‘Killing Them Softly’: darkness without redemption

A crime film starring Brad Pitt, James Gandolfini, and Ray Liotta. This is going to be good, I thought.

I love crime films and fiction, after all: The Godfather trilogy, The Sopranos, the novels of Michael Connelly.

But I didn’t like this “neo-noir” movie. Not at all, in fact.

I don’t mind a bit of “noir”. But noir, in its quest to be endlessly and relentlessly dark, can sometimes lapse into self-parody.

That’s what Killing Them Softly is. Despite the all-star lineup, this movie is hampered by banal dialogue, bad artistic sensibilities, and an aimless storyline.

Let’s start with the dialogue. I don’t mind a few F-bombs. The Sopranos was full of them. But there were entire strings of dialogue in Killing Them Softly in which “fuck” was the most frequent word. That gets boring after awhile—and it usually means lazy scriptwriting.

Likewise, I’m not politically correct. (Read some of my other blog posts.) I’m not a “sensitive guy” or a “male feminist”. I attended high school and played boys’ sports in the politically incorrect 1980s. I’ve heard my share of locker room talk.

I don’t, however, need a film scene in which two male characters ramble on forever about women’s genitalia. There was more than one scene like that in Killing Them Softly.

The setting is dreary. I mean dreary. This is a movie shot in a world where the sun never shines. (I’m sure that was intentional, part of the self-consciously overdone “noir” effect.)

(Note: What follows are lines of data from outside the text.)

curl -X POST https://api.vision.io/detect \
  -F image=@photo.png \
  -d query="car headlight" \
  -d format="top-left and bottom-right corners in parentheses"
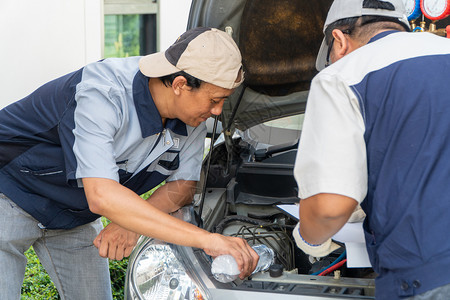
top-left (127, 239), bottom-right (209, 300)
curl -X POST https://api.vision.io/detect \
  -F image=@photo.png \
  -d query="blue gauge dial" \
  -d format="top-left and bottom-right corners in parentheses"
top-left (403, 0), bottom-right (422, 21)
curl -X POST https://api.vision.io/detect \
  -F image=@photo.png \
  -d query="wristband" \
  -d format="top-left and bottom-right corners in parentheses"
top-left (298, 226), bottom-right (322, 247)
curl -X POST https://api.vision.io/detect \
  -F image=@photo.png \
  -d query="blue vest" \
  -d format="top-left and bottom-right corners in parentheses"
top-left (352, 33), bottom-right (450, 299)
top-left (0, 57), bottom-right (200, 229)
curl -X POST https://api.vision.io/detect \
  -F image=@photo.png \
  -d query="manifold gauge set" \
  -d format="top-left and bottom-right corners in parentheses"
top-left (403, 0), bottom-right (450, 21)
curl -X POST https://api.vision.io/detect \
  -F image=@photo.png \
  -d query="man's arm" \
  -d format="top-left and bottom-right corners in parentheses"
top-left (94, 180), bottom-right (196, 260)
top-left (300, 193), bottom-right (358, 244)
top-left (83, 178), bottom-right (258, 278)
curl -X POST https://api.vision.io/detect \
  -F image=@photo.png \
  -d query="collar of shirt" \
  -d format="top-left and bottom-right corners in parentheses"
top-left (133, 71), bottom-right (187, 138)
top-left (368, 30), bottom-right (400, 44)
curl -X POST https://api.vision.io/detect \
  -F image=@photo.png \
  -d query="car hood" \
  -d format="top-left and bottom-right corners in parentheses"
top-left (188, 0), bottom-right (332, 131)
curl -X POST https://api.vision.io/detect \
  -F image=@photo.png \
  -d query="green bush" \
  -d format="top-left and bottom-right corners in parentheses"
top-left (21, 247), bottom-right (59, 300)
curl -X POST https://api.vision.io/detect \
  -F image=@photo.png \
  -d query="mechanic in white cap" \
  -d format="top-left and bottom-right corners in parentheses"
top-left (0, 28), bottom-right (258, 300)
top-left (293, 0), bottom-right (450, 300)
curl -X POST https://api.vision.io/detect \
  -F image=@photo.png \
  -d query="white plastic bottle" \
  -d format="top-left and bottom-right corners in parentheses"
top-left (211, 245), bottom-right (275, 283)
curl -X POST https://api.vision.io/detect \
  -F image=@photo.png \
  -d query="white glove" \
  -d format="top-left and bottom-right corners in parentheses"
top-left (347, 204), bottom-right (366, 223)
top-left (292, 223), bottom-right (340, 257)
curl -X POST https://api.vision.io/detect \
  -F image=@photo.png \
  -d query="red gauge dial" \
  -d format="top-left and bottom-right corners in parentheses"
top-left (420, 0), bottom-right (450, 20)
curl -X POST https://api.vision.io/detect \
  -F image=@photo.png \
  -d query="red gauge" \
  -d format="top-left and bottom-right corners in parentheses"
top-left (420, 0), bottom-right (450, 20)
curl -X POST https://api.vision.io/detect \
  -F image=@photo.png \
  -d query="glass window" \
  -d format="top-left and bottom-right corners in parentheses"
top-left (104, 14), bottom-right (156, 58)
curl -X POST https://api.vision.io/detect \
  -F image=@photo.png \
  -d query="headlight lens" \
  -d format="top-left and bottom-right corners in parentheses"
top-left (130, 240), bottom-right (206, 300)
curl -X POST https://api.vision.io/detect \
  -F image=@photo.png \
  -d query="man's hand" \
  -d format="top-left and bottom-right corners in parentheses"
top-left (94, 223), bottom-right (139, 260)
top-left (203, 233), bottom-right (259, 279)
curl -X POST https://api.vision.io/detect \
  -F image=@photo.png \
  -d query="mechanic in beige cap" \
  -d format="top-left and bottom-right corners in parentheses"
top-left (293, 0), bottom-right (450, 300)
top-left (0, 28), bottom-right (258, 299)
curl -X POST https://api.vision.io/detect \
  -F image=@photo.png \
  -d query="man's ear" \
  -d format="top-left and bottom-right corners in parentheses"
top-left (172, 76), bottom-right (190, 96)
top-left (331, 29), bottom-right (351, 61)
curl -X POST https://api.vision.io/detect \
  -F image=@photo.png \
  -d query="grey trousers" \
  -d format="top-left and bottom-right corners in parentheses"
top-left (0, 193), bottom-right (112, 300)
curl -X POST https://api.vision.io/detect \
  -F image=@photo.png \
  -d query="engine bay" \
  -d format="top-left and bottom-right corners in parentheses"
top-left (196, 139), bottom-right (376, 299)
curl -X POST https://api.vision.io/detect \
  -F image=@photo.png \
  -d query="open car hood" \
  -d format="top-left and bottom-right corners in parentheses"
top-left (188, 0), bottom-right (332, 131)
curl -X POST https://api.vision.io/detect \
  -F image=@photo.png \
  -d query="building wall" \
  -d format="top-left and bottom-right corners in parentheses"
top-left (0, 0), bottom-right (191, 108)
top-left (0, 0), bottom-right (102, 108)
top-left (158, 0), bottom-right (192, 50)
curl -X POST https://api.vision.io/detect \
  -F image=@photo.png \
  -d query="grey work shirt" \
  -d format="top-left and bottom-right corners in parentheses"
top-left (0, 57), bottom-right (206, 228)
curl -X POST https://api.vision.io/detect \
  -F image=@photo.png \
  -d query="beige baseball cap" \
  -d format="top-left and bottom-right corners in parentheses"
top-left (139, 27), bottom-right (244, 89)
top-left (316, 0), bottom-right (410, 71)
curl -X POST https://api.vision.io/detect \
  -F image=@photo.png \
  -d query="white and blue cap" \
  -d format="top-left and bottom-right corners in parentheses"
top-left (139, 27), bottom-right (244, 89)
top-left (316, 0), bottom-right (410, 71)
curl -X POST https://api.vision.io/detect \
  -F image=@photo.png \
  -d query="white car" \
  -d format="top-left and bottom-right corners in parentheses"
top-left (125, 0), bottom-right (375, 300)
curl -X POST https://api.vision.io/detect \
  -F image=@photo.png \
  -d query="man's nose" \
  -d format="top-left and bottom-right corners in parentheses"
top-left (211, 101), bottom-right (225, 116)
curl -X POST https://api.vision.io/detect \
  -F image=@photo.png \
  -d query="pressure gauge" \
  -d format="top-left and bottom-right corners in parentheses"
top-left (403, 0), bottom-right (422, 21)
top-left (420, 0), bottom-right (450, 20)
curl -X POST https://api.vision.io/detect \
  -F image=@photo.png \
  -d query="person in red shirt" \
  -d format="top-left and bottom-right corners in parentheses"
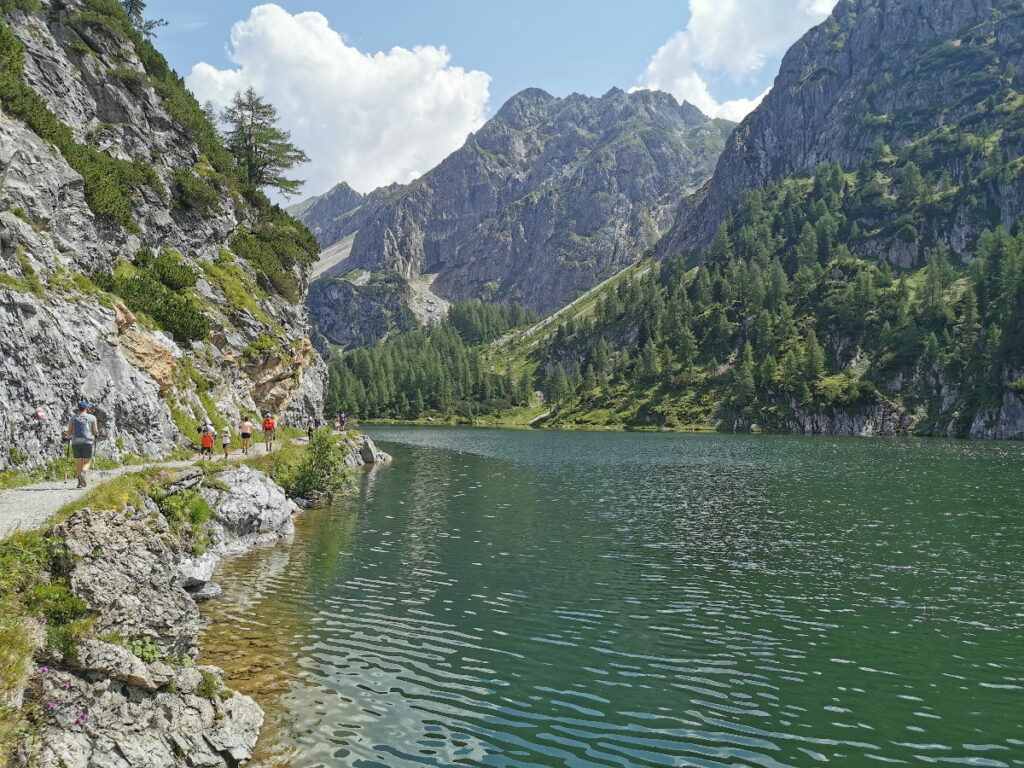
top-left (263, 414), bottom-right (278, 453)
top-left (199, 424), bottom-right (214, 458)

But there’s little plot to fit inside the grim scenery. The plot just goes from one violent and/or depressing scene to the next. There are no discernible stakes. It’s all nonstop, chaotic bloodshed and depravity that don’t really go anywhere. What’s the point?

There is not a single likable character. This means that there is no one to root for.

A movie about horrible people, and only horrible people. Who cares if they all die? I certainly didn’t. (That might make the movie end sooner, I thought.)

***

 

Dark themes and storylines (horror, crime, war, etc.) only work if there is an element of redemption. There has to be good struggling against the evil. There has to be a glimmer of hope. There has to be at least one character that the audience can become invested in.

Yesterday I wrote a review of the rather violent horror film, Wrong Turn. Wrong Turn, on one level, is every bit as violent as Killing Them Softly. But it’s also very different.

Wrong Turn has at least two protagonists—a college student and her father—whom the viewer is inclined to care about. Wrong Turn has moments of extreme depravity, but also moments of nobility and heroism. By the end of Wrong Turn, you’re rooting for the college student and her dad. You want them to survive their ordeal.

There is no nobility or heroism in Killing Them Softly. It’s just a slog through the mud of human existence. (Please don’t watch this movie if you’re already feeling down about the state of the world.)

There is one bright spot, and this may be the only bright spot. According to Wikipedia, the original director’s cut of Killing Them Softly was more than 150 minutes (2.5 hours) in length. We can be grateful that they trimmed the final version to only 97 minutes. But it was still 97 minutes too long.